Kepala Pusat Gempa Bumi dan Tsunami BMKG, Rahmat Triyono, menuturkan pada gempa Palu, patahan terjadi di sesar Palu-Koro dan titik gempa ada di darat. Untuk gempa Sulteng kali ini, titik gempa berada di laut.
“Nah, ini ada di laut dan lokasinya cukup jauh, beberapa ratus kilometer cuma mekanismenya sama-sama mendatar. Yang satu sumber gempanya di darat sesar Palu-Koro yang fenomenal ya dan itu lebih aktif tingkat kegempaannya dibandingkan yang saat ini terjadi dan ini ada di laut,” tutur Rahmat.

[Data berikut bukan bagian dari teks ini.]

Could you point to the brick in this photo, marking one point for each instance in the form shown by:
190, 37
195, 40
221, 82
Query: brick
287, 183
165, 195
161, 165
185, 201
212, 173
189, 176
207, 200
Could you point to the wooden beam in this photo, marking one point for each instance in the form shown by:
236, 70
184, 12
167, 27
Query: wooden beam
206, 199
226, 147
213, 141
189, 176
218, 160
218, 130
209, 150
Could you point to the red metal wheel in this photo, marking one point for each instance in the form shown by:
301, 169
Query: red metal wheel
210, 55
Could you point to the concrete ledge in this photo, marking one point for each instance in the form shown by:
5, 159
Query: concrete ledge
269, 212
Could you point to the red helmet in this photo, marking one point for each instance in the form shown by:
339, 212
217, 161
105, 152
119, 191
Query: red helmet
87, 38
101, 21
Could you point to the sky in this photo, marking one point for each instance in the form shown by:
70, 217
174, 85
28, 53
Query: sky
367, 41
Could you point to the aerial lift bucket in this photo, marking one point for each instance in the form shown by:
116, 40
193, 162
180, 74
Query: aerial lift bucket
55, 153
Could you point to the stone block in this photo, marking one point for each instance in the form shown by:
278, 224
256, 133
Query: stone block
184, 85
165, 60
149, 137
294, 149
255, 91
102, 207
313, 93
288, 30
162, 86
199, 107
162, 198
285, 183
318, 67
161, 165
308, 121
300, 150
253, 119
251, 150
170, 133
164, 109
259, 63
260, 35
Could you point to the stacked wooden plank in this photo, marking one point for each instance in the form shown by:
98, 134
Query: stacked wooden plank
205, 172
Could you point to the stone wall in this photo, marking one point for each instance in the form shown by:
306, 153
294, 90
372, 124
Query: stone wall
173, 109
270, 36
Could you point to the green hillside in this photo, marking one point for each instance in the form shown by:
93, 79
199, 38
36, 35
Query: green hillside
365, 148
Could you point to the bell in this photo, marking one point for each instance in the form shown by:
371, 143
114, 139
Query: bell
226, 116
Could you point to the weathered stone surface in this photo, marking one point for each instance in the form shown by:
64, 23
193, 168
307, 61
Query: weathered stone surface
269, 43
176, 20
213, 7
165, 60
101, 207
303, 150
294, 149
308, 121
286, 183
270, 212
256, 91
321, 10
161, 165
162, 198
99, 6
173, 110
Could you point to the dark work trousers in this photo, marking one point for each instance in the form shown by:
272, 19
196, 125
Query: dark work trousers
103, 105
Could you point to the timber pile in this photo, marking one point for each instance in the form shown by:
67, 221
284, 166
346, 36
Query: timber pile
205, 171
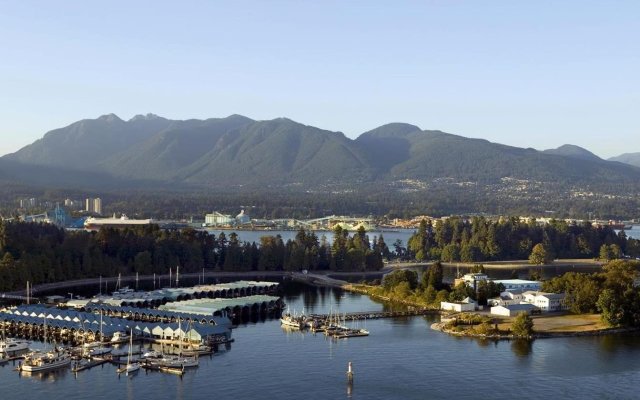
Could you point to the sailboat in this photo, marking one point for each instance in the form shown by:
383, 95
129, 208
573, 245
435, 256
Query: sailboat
38, 360
12, 347
96, 348
178, 361
131, 367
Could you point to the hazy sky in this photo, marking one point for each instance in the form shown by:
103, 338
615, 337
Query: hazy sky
531, 74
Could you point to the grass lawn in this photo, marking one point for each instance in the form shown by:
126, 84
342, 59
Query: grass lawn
561, 323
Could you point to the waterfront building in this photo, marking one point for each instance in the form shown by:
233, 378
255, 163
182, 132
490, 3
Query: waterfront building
518, 284
88, 204
459, 306
507, 298
95, 224
546, 302
218, 219
97, 205
513, 309
242, 218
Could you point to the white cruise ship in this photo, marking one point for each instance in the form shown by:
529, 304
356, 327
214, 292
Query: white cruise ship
94, 224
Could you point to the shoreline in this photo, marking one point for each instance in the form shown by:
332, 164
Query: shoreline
440, 326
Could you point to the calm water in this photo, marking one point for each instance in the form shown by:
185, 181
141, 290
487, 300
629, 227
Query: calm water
389, 236
402, 359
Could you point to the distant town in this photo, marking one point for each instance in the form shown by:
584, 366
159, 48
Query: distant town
88, 214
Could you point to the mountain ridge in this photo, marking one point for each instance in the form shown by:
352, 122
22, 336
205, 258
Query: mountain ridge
237, 150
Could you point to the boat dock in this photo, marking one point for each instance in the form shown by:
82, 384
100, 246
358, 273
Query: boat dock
360, 315
77, 367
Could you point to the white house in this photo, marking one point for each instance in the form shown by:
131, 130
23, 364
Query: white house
518, 284
512, 310
506, 298
546, 301
459, 306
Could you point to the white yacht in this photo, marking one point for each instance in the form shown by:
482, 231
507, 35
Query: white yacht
174, 361
131, 367
38, 361
13, 347
119, 337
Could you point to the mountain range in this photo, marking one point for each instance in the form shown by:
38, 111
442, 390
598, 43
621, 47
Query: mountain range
149, 150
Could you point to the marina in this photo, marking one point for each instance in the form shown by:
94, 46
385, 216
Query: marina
570, 368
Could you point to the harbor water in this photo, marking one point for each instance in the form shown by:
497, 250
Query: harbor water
401, 359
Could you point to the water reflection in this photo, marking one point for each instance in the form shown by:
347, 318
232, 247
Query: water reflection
521, 347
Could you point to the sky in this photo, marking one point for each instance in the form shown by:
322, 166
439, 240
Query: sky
524, 73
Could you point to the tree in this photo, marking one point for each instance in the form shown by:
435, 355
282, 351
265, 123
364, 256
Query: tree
522, 325
396, 277
539, 255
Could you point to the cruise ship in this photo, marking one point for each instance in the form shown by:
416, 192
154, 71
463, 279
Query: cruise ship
94, 224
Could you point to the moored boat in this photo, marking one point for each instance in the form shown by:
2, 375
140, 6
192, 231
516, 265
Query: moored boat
13, 347
293, 322
38, 361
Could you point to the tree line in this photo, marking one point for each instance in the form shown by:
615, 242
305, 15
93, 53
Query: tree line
612, 292
480, 239
43, 253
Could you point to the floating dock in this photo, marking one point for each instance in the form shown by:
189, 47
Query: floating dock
159, 297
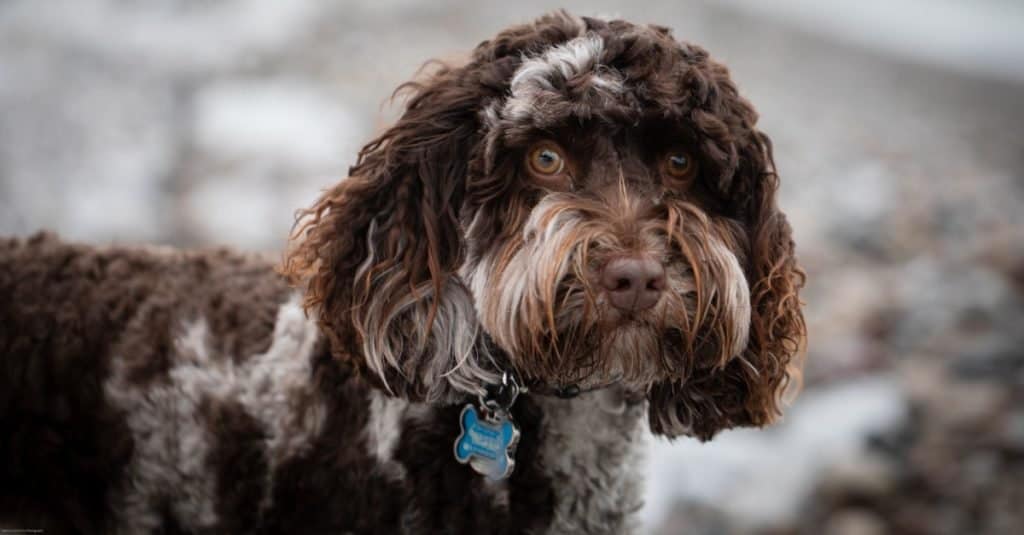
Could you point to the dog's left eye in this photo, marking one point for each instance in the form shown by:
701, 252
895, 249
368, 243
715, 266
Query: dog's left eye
546, 160
679, 164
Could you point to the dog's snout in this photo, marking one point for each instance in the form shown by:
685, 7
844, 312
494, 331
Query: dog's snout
633, 283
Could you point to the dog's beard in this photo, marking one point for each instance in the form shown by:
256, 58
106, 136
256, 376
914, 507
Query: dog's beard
538, 295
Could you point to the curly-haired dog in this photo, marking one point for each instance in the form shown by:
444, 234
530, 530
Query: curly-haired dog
584, 213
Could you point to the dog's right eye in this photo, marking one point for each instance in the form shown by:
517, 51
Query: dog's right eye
547, 161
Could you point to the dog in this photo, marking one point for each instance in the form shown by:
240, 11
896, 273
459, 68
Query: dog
570, 235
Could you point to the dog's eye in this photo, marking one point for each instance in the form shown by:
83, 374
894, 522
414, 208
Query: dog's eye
546, 160
679, 164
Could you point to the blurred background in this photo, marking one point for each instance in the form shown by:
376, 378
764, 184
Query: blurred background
899, 133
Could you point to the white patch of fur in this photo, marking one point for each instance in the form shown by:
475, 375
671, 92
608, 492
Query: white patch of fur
537, 75
735, 296
592, 450
394, 329
384, 429
507, 298
168, 465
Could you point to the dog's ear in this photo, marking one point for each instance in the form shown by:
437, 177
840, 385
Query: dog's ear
377, 254
747, 389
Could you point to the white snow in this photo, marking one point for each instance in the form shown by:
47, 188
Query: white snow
288, 121
761, 475
981, 37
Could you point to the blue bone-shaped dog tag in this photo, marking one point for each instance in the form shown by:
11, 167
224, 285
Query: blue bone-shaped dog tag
487, 446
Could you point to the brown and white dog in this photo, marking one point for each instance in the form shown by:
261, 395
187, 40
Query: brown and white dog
585, 206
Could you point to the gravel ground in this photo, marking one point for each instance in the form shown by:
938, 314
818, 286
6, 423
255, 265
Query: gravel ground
197, 122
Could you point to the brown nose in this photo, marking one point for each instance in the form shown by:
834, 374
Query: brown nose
634, 283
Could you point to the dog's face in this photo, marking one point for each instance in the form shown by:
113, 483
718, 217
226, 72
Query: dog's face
585, 202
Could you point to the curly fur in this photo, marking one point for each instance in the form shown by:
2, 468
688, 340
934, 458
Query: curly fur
165, 392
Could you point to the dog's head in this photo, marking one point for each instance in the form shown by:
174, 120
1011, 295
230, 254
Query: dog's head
587, 202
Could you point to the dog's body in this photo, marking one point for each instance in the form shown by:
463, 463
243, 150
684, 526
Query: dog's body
164, 392
585, 207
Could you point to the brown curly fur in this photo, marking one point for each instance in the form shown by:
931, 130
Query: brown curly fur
438, 164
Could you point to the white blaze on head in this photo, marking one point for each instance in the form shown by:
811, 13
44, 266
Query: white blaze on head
537, 76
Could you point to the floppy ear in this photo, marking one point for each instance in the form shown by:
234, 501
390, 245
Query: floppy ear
748, 388
377, 254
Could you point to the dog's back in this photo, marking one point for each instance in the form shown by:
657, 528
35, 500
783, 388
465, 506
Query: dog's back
80, 328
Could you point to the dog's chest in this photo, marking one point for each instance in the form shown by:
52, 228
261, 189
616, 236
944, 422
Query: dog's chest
591, 450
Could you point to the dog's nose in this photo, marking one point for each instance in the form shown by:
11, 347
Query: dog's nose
634, 283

Rahmat juga mengatakan bahwa pada gempa Palu yang terdahulu juga diikuti dengan longsor bawah laut. Sementara itu, pada gempa Sulteng tidak ditemukan indikasi longsoran bawah laut.

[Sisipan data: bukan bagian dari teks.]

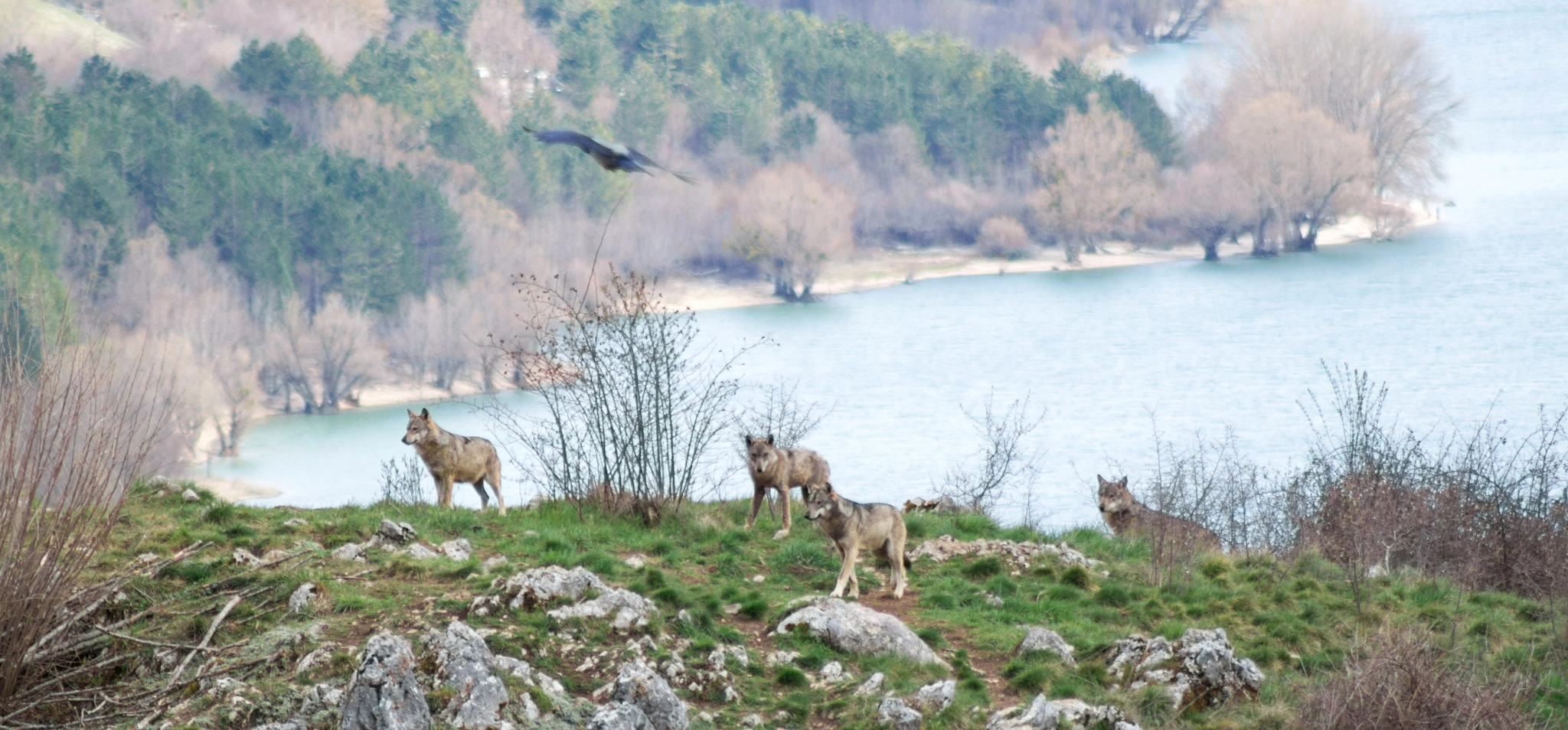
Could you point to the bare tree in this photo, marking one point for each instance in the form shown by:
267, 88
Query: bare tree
323, 359
80, 423
1004, 237
631, 402
1367, 73
1300, 170
1206, 204
1096, 176
792, 221
1004, 459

“Dalam pengamatan kami, tidak ada indikasi adanya longsor, tentunya terus kita monitor,” ujarnya.
Berdasarkan hasil pemantauan lokasi episenter dan kedalaman hiposenter gempa tersebut, Dwikorita mengatakan bahwa bencana itu merupakan akibat dari sesar lokal.
Gempa bumi ini mengguncang wilayah Banggai Kepulauan, Sulawesi Tengah, Jumat (12/4) sekitar pukul 18.40 WIB dengan kekuatan magnitudo 6,9.
BMKG mencatat pusat gempa berada 85 km barat daya Banggai Kepulauan. Gempa berlokasi 1.90 Lintang Selatan dan 122,54 Bujur Timur.
Gempa diperkirakan bisa memicu tsunami. Namun pada pukul 19.47 WIB, BMKG menyatakan peringatan dini tsunami telah berakhir.